Mr Smith makes two main points about dividends. The first is that many FTSE 100 companies have been paying unsustainable dividends in recent years. I think this is a fair criticism.
At the time of writing, the FTSE 100 has a dividend cover level of 1.5. In other words, companies are paying out an average of 66% of their earnings as dividends. This leaves only 33% of earnings to reinvest in growth or repay debt.
In truth, cover is much lower for some big dividend stocks, including dividend heavyweights such as Vodafone, BP, HSBC and Royal Dutch Shell. HSBC and Shell have already cut or suspended their dividends.
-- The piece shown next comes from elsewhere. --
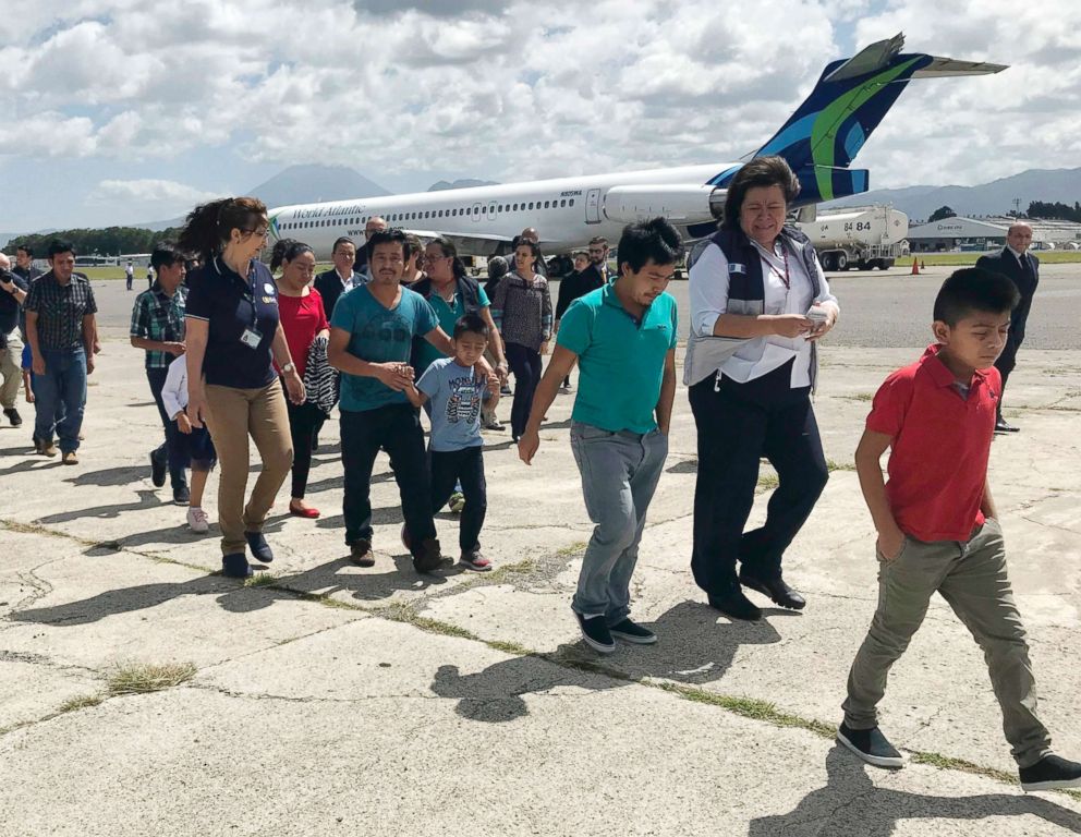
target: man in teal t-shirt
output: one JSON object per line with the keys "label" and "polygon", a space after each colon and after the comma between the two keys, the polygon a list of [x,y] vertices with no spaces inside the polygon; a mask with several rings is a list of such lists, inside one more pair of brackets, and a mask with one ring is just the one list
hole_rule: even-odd
{"label": "man in teal t-shirt", "polygon": [[413,338],[421,336],[444,354],[453,344],[425,300],[400,286],[405,268],[405,233],[375,232],[366,245],[372,280],[343,293],[330,319],[328,359],[341,375],[341,461],[345,470],[345,543],[355,563],[373,567],[372,466],[380,450],[390,456],[402,496],[402,515],[412,535],[417,572],[442,562],[432,518],[428,469],[421,420],[405,389]]}
{"label": "man in teal t-shirt", "polygon": [[616,650],[616,639],[640,645],[657,641],[630,619],[630,585],[646,511],[668,456],[677,315],[676,300],[665,288],[681,250],[679,233],[664,218],[623,228],[619,276],[563,314],[518,446],[530,464],[540,446],[540,421],[578,363],[571,449],[596,527],[571,609],[586,644],[605,654]]}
I suspect we could see more big casualties over the next year.
Dividend stocks I’d buy for long-term income
Mr Smith’s suggestion is that investors who want to buy dividend stocks should look for companies with higher levels of dividend cover. He’s also keen on businesses with controlling family ownership, where management often takes more care to ensure the dividend is affordable.
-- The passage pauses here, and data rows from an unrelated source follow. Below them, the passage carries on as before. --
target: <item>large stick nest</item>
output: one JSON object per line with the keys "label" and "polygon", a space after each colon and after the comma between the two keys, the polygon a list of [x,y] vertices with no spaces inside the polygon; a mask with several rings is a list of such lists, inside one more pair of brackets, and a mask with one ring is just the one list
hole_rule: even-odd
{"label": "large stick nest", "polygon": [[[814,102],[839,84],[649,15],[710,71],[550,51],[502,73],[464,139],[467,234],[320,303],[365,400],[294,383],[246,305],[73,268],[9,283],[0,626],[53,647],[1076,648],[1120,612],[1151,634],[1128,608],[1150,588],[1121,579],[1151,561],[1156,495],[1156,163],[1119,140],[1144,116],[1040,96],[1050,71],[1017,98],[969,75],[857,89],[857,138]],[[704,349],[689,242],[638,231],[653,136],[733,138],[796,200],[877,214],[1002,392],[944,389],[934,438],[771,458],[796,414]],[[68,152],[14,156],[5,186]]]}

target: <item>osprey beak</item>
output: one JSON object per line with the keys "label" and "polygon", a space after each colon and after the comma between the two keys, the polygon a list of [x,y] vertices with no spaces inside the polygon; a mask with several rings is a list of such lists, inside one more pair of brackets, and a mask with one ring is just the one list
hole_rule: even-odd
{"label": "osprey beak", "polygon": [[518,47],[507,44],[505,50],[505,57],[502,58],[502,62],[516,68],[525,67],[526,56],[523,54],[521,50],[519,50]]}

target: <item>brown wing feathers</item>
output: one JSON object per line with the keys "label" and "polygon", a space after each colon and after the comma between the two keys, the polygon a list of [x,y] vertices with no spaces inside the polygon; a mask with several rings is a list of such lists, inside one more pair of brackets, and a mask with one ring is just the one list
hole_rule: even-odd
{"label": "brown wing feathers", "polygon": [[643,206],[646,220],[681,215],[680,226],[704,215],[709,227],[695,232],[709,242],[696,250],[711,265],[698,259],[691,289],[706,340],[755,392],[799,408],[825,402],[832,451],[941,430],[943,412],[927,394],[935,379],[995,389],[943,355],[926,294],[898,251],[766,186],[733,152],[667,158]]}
I’ve hunted through the FTSE 100 and FTSE 250 to find companies that tick these boxes. Here’s a selection:
Company |
Comment |
Schroders |
This FTSE 100 asset manager has been in business more than 200 years and has a reputation for stability and long-term focus. I see this as a great dividend stock — I’d buy the SDRC shares for extra yield. |
Associated British Foods |
ABF owns fashion retailer Primark, plus a range of food and sugar businesses. It’s still managed and controlled by the founding Weston family. The dividend has just been cut for the first time since 1988, to reflect the challenges facing Primark. This is disappointing, but I expect the payout to return and still rate this as a dividend stock. |
Hargreaves Lansdown |
This fund supermarket and retail broker isn’t a multi-generational business (yet). But profitability is superb and founders Peter Hargreaves and Stephen Lansdown still own 33% of the shares. Hargreaves Lansdown offers a 3% dividend yield at the moment. I think it’s maturing into a good dividend stock. |
easyJet |
The popular budget airline is facing difficult times at the moment. There are certainly no dividends on offer. However, founder Sir Stelios Haji-Ioannou and his family still control 33% of the shares. They seem likely to support any refinancing that might be needed. |
Mr Smith could help us get rich
Most of these dividend stocks have delivered above-average returns for long-term shareholders. And if you hunt through the FTSE 250 and AIM markets, you’ll find more such firms.
I reckon that following Terry Smith’s advice on dividends could definitely boost your future profits. Personally, I’m using the stock market crash to buy more high-quality defensive dividend stocks for my portfolio. I think Mr Smith would approve.